Under the bill, a patient is eligible to receive an unapproved drug if he or she has “a life-threatening disease or condition” and has “exhausted approved treatment options and is unable to participate in a clinical trial” of the drug. Sponsors of the bill said it could help people with cancer, muscular dystrophy and Lou Gehrig’s disease, also known as amyotrophic lateral sclerosis, among other conditions.
“Why do you not want to allow these patients to exercise their right to fight for their future?” Rep. Michael C. Burgess, R-Texas, asked opponents on the House floor.
Twenty-two Democrats joined 228 Republicans in voting for the bill. All of the no votes were cast by Democrats.
Patients will have to provide informed consent in writing before obtaining an unapproved drug under the bill. Manufacturers will have to provide the government with an annual summary of use of the drug, including “any known serious adverse events.”
Nothing in the bill requires pharmaceutical companies to provide experimental drugs to patients who request them. Drugmakers sometimes turn down requests because they have only a limited supply or because they are concerned about legal and medical risks.
To address such concerns, the legislation would shield drug companies, doctors and hospitals from some of the legal risks of providing unapproved drugs to patients. Doctors and hospitals would generally be protected unless they engaged in “reckless or willful misconduct” or “gross negligence,” or intentionally harmed a patient.
The House passed a similar bill with more protections for patients in March, but the Senate never took it up. So the House decided on Tuesday to pass the Senate bill.
Several former commissioners of the FDA and some clinical experts at the agency said the bill was unnecessary because patients with a serious illness could already obtain experimental medicines through a program known as expanded access or compassionate use.

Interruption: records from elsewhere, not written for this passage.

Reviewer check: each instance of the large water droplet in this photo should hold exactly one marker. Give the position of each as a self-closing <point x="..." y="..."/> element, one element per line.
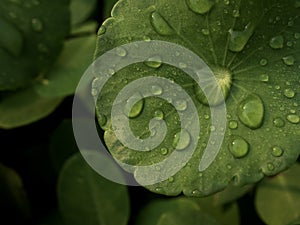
<point x="154" y="62"/>
<point x="218" y="91"/>
<point x="156" y="90"/>
<point x="200" y="6"/>
<point x="277" y="42"/>
<point x="277" y="151"/>
<point x="160" y="25"/>
<point x="289" y="93"/>
<point x="251" y="111"/>
<point x="239" y="39"/>
<point x="289" y="60"/>
<point x="293" y="119"/>
<point x="181" y="140"/>
<point x="37" y="25"/>
<point x="278" y="122"/>
<point x="11" y="38"/>
<point x="239" y="147"/>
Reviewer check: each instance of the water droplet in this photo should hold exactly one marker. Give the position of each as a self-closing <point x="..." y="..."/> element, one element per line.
<point x="171" y="179"/>
<point x="200" y="6"/>
<point x="277" y="42"/>
<point x="270" y="166"/>
<point x="217" y="91"/>
<point x="159" y="114"/>
<point x="164" y="151"/>
<point x="251" y="111"/>
<point x="289" y="60"/>
<point x="239" y="147"/>
<point x="264" y="78"/>
<point x="137" y="107"/>
<point x="293" y="119"/>
<point x="37" y="25"/>
<point x="101" y="119"/>
<point x="205" y="31"/>
<point x="236" y="13"/>
<point x="156" y="90"/>
<point x="233" y="124"/>
<point x="289" y="93"/>
<point x="121" y="52"/>
<point x="180" y="105"/>
<point x="277" y="151"/>
<point x="154" y="62"/>
<point x="160" y="25"/>
<point x="101" y="30"/>
<point x="263" y="62"/>
<point x="239" y="39"/>
<point x="181" y="140"/>
<point x="278" y="122"/>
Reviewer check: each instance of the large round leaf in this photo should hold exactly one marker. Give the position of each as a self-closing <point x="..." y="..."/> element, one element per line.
<point x="31" y="37"/>
<point x="253" y="49"/>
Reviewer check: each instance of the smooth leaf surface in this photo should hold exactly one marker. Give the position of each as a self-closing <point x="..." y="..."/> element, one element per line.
<point x="33" y="39"/>
<point x="81" y="10"/>
<point x="24" y="107"/>
<point x="87" y="198"/>
<point x="278" y="198"/>
<point x="173" y="212"/>
<point x="240" y="41"/>
<point x="64" y="76"/>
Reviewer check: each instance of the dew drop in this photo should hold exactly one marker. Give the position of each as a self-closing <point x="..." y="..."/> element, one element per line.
<point x="239" y="39"/>
<point x="156" y="90"/>
<point x="289" y="93"/>
<point x="263" y="62"/>
<point x="164" y="151"/>
<point x="180" y="105"/>
<point x="277" y="151"/>
<point x="264" y="78"/>
<point x="37" y="25"/>
<point x="289" y="60"/>
<point x="239" y="147"/>
<point x="293" y="119"/>
<point x="154" y="62"/>
<point x="251" y="111"/>
<point x="160" y="25"/>
<point x="200" y="6"/>
<point x="277" y="42"/>
<point x="121" y="52"/>
<point x="159" y="114"/>
<point x="278" y="122"/>
<point x="233" y="124"/>
<point x="181" y="140"/>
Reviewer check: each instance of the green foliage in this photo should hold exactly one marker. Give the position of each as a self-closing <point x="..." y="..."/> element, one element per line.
<point x="253" y="49"/>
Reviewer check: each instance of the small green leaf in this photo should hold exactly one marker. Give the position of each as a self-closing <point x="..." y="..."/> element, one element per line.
<point x="260" y="84"/>
<point x="87" y="198"/>
<point x="277" y="199"/>
<point x="172" y="212"/>
<point x="31" y="39"/>
<point x="13" y="195"/>
<point x="81" y="10"/>
<point x="64" y="76"/>
<point x="24" y="107"/>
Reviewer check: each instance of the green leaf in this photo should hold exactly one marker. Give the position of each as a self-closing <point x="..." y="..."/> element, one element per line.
<point x="64" y="76"/>
<point x="277" y="199"/>
<point x="31" y="38"/>
<point x="13" y="198"/>
<point x="173" y="212"/>
<point x="24" y="107"/>
<point x="62" y="144"/>
<point x="81" y="10"/>
<point x="86" y="198"/>
<point x="241" y="43"/>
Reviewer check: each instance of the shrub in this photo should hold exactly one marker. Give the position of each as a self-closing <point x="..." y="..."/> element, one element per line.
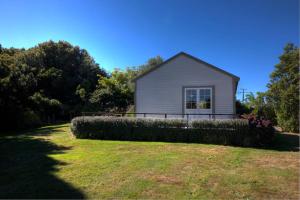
<point x="227" y="132"/>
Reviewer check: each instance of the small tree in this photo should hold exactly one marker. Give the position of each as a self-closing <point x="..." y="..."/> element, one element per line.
<point x="283" y="90"/>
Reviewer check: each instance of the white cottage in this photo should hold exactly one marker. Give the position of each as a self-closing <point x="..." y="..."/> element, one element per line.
<point x="184" y="84"/>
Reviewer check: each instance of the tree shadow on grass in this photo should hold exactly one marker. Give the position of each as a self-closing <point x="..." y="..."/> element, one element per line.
<point x="27" y="172"/>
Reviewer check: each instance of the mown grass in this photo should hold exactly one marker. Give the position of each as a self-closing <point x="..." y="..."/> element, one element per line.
<point x="49" y="163"/>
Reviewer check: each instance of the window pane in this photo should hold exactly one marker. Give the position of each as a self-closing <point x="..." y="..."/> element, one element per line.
<point x="191" y="105"/>
<point x="207" y="92"/>
<point x="191" y="95"/>
<point x="204" y="99"/>
<point x="202" y="92"/>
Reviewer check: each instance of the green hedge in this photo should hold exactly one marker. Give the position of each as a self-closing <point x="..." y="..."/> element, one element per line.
<point x="227" y="132"/>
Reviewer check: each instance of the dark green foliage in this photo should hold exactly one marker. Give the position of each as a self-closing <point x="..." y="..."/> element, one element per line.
<point x="284" y="88"/>
<point x="45" y="82"/>
<point x="116" y="92"/>
<point x="226" y="132"/>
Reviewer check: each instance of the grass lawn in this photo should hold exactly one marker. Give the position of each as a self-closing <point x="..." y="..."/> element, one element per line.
<point x="49" y="163"/>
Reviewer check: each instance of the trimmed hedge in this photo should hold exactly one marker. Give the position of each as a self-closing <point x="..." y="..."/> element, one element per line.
<point x="226" y="132"/>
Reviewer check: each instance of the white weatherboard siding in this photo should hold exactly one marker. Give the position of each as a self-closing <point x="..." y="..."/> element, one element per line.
<point x="160" y="91"/>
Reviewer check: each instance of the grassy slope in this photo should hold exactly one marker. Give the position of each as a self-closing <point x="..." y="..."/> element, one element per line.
<point x="49" y="163"/>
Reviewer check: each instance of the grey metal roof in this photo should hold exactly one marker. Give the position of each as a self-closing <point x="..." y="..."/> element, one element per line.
<point x="236" y="78"/>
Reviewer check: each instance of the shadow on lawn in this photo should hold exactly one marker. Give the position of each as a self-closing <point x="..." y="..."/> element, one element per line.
<point x="26" y="170"/>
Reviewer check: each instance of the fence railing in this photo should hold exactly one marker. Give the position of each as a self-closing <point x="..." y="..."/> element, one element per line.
<point x="164" y="115"/>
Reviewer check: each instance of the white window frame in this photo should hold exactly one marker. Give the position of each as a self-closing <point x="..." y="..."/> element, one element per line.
<point x="198" y="98"/>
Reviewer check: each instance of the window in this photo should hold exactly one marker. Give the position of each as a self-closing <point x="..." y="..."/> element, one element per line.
<point x="198" y="98"/>
<point x="191" y="98"/>
<point x="204" y="99"/>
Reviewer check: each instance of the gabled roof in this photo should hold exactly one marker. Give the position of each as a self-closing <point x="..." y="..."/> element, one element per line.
<point x="191" y="57"/>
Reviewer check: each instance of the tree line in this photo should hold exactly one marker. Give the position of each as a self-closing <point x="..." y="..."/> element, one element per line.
<point x="280" y="103"/>
<point x="56" y="80"/>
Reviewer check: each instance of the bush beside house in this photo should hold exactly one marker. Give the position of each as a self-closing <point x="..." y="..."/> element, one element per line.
<point x="225" y="132"/>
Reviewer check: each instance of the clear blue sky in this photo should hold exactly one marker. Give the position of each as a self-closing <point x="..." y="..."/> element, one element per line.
<point x="244" y="37"/>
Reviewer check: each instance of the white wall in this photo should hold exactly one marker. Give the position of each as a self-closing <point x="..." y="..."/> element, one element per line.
<point x="161" y="90"/>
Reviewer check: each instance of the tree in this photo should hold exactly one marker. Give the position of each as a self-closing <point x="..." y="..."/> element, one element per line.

The agency says it approves 99 percent of the requests it receives under this program, but in some cases, it recommends changes to protect patients before allowing the treatment to proceed.
Burgess said consumers had gained access in recent years to many innovative treatments. But, he said, “We continue to hear from patients with serious life-threatening conditions who remain frustrated with what they see as regulatory barriers to trying new therapies when everything else has failed them.”
Rep. Frank Pallone Jr. of New Jersey, the senior Democrat on the Energy and Commerce Committee, said that reputable drug companies would not provide drugs to patients without the blessing of the FDA. But, he said, the bill opens the door for “a bad actor, some unscrupulous manufacturer, a fly-bynight outfit to promote something like snake oil, whether the FDA approves it or not.”
Pallone said the bill’s definition of a life-threatening disease could be stretched to allow access to experimental drugs for people with manageable conditions, like severe diabetes or chronic heart failure.
Scientists would need to complete the first phase of clinical research on a drug before it could be made available under the bill.